The key is to understand all of your legal responsibilities as an employer. For example, firing or otherwise disciplining an employee who is called for jury duty or who serves in the military or reserves is illegal. It is also illegal to retaliate against employees who claim harassment or discrimination or to deny long-term employees commissions or bonuses by terminating them before those benefits are vested.

If you have questions or concerns, always seek the advice of a lawyer. You may not need to engage the lawyer to actually handle the issue, but you could benefit from experienced guidance and counsel. Especially seek input if you are in a position to seriously discipline or terminate an employee in a "protected class," like an employee over the age of fifty, a member of a minority, or an employee with a disability. Seek legal advice even if you plan to take an action that impacts a large number of people and you will apply that action evenly and fairly to all; large-scale actions (like layoffs or mandatory early retirement) can still be a source of litigation even if you apply those actions to a large group of diverse employees.
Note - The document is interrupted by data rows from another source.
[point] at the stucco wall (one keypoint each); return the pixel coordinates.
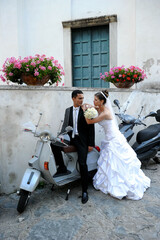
(22, 104)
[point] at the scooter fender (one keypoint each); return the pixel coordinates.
(30, 179)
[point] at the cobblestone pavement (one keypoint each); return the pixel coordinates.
(49, 216)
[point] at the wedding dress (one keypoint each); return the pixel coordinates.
(119, 172)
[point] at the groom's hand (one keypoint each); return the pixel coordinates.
(90, 148)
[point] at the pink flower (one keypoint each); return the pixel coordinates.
(2, 78)
(42, 68)
(49, 68)
(33, 64)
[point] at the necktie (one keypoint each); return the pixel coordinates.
(74, 122)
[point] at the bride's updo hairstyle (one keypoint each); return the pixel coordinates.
(103, 95)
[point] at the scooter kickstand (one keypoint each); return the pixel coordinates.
(68, 191)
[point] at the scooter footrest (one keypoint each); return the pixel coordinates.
(70, 148)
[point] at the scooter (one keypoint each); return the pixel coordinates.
(42, 164)
(147, 143)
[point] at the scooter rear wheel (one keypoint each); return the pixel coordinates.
(23, 200)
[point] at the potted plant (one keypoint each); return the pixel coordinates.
(124, 77)
(35, 70)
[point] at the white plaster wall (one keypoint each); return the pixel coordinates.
(148, 39)
(28, 27)
(22, 104)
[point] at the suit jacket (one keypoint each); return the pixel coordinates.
(86, 131)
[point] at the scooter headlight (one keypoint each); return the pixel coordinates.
(45, 136)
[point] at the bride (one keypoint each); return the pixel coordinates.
(118, 172)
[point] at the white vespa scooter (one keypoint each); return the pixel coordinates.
(43, 164)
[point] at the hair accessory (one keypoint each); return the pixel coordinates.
(104, 95)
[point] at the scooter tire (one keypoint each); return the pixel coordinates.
(23, 200)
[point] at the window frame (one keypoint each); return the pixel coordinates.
(82, 23)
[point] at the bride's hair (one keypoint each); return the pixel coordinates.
(103, 95)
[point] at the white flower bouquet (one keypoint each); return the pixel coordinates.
(91, 113)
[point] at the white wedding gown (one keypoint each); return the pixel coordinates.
(119, 172)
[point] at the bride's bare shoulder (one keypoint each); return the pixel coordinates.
(108, 115)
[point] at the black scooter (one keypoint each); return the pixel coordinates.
(147, 142)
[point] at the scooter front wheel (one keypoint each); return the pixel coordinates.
(23, 200)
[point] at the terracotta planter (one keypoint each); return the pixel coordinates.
(124, 84)
(31, 80)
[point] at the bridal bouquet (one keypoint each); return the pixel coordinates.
(90, 113)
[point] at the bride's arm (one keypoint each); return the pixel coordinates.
(85, 106)
(104, 115)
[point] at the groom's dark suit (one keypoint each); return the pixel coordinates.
(81, 141)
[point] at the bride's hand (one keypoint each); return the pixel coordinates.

  • Be familiar with employment laws in your state. Federal laws vary from state laws. Also stay on top of changes and new legislation. If you can't stay on top of the legal situation, consult with a lawyer regularly to find out what you need to know to stay up-to-date.
  • For free advice, contact the Department of Labor. Your local Department of Labor office will provide free advice and guidance about your wage and benefits practices.
  • Have your policies and procedures reviewed by an experienced attorney. Send along all employee manuals, handbooks, and guides. Conduct a regular review to ensure your documents are up to date and reflect any changes in law.
  • Use appropriate applications for employment, employment contracts, and agreements. Document your processes, and make sure employees understand their responsibilities, including the areas of non-disclosure and non-competition.
  • Conduct regularly-scheduled performance reviews, and make them as accurate and complete as possible. It is difficult to defend firing an employee for poor performance when his or her last evaluation indicates acceptable (or better) performance.
  • Make job offers in writing, and specify the terms and conditions of employment. Providing (and keeping) written documentation helps ensure there are no misunderstandings later.
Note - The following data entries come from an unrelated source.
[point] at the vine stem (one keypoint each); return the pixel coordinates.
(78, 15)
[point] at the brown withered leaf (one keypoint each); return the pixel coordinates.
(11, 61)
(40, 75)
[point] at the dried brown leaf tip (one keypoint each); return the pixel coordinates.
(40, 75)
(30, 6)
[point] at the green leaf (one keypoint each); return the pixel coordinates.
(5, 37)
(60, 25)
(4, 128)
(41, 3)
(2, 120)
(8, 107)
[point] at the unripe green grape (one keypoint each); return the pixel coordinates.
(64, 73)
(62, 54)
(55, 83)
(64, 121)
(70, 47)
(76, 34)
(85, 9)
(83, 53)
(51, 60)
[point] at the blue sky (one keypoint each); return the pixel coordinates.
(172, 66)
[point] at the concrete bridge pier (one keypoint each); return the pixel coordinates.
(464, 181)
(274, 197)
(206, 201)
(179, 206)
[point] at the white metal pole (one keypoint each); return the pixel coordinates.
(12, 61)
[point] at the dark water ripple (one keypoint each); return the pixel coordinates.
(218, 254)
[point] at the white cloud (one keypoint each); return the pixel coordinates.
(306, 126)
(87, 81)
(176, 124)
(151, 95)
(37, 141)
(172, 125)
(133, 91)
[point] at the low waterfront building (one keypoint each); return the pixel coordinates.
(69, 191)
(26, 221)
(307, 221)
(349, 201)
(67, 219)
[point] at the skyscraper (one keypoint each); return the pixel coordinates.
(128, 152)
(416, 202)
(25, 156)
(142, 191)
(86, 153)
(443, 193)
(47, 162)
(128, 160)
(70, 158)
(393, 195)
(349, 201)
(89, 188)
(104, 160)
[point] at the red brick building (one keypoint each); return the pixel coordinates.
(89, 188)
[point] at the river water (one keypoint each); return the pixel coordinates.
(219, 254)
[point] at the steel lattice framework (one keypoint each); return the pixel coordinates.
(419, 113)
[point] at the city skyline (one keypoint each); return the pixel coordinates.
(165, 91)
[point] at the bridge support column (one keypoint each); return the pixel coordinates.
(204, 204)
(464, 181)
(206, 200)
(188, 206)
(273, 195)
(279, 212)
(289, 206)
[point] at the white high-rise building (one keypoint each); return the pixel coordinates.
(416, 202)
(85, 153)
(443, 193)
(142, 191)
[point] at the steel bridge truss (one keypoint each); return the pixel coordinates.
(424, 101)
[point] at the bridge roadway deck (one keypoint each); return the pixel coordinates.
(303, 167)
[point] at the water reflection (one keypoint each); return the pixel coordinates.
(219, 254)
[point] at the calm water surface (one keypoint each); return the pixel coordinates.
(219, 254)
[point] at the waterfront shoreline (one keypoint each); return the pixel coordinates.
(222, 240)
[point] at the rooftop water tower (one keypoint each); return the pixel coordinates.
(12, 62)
In spite of your best efforts, an employee may still file a discrimination, harassment, or employment law violation claim against you. If that occurs, take action:

  • Contact your lawyer immediately. Fully describe the situation, provide all relevant documentation, and take the action recommended. Especially ensure that you respond in a timely manner to all requests for information or to court orders.
  • Do not retaliate, and make sure other employees also do not retaliate. Employees have the right to file claims, and they are protected from retaliation as a result of filing claims. Act professionally at all times.
  • Follow the advice of your lawyer, and stick to your principles if you are in the right. Settling in order to avoid litigation may help in the short term, but it can also create a long-term problem for your company.
  • If you're wrong, settle quickly. Then fix the problem that caused the complaint: Incomplete policies, poor training, or a problem employee. Make sure the situation does not occur again in the future.